Of course people are also researching the bias leading to medical schools with 90% women. You just don't hear too often about them, because you are not working in the field. Your disdain is mainly fed by your confirmation bias. One of my main customers is a large health care provider with about 15,000 employees, and if I am on site, I see the information announcing research papers about exactly that topic: Where does the gender disparity in the health care professions come from?

And thus I conclude, that there is similar research in the field of construction workers or garbage men, you just don't know about it, because you are neither a construction worker nor a garbage man.
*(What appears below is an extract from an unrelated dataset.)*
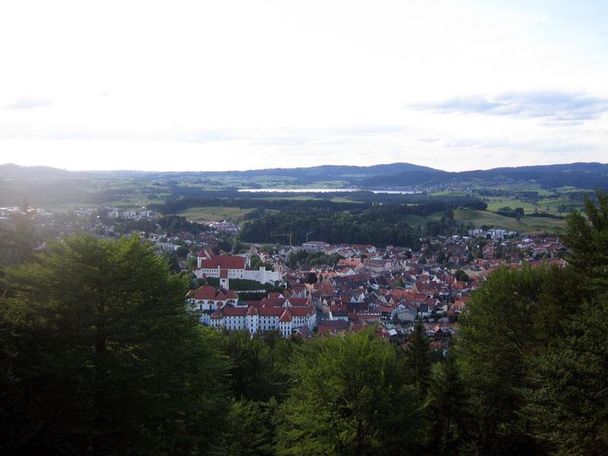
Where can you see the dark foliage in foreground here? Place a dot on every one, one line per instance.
(99, 356)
Comment Re:Yeah, blame the parents (Score 2) 173

Rather than concluding that the current situation is somehow normal and will never change, we should look in the past and in other regions of the world, where the biases were and are different and thus the numbers of men and women in particular jobs differ from what we see here. And then we wouldn't blame it on "girls and boys are different", because then we would know that it has not so much to do with the differences between girls and boys but more with the choices we as parents, as relatives, as teachers, as classmates and as a society make conciously or inconciously for our children.

Comment Re:Yeah, blame the parents (Score 1) 173

As I have a daughter, I know better. Of course bias is a big part of it, expressed verbally and non-verbally. Parents and grand-parents who give their daughters princess dresses for christmas and act gleefully if the daughter wear it, express a bias. Parents who at the same christmas complain if the daughter plays to much on the new computer express a bias. Television programming where the only computer affiliate is a dorky guy who might be brilliant at computers but is awkward at anything else expresses a bias.

Yes, you can actually spark interest in computer science. Yes, you can actually kindle the awakening interest and encourage it. Yes, you can actually make a point in not mentioning that interest in computer science is not a typically girlish thing.

Comment Re:hmmm (Score 2) 90

Pretty well actually. As in your class, there were only a few women to begin with, chances of you to find a spouse there were minimal. Same for your wife, who probably hadn't had many men being in the same class.

While many of your female co-students found a mate in the engineering class, and many of the male nursery students are now probably married to a nurse.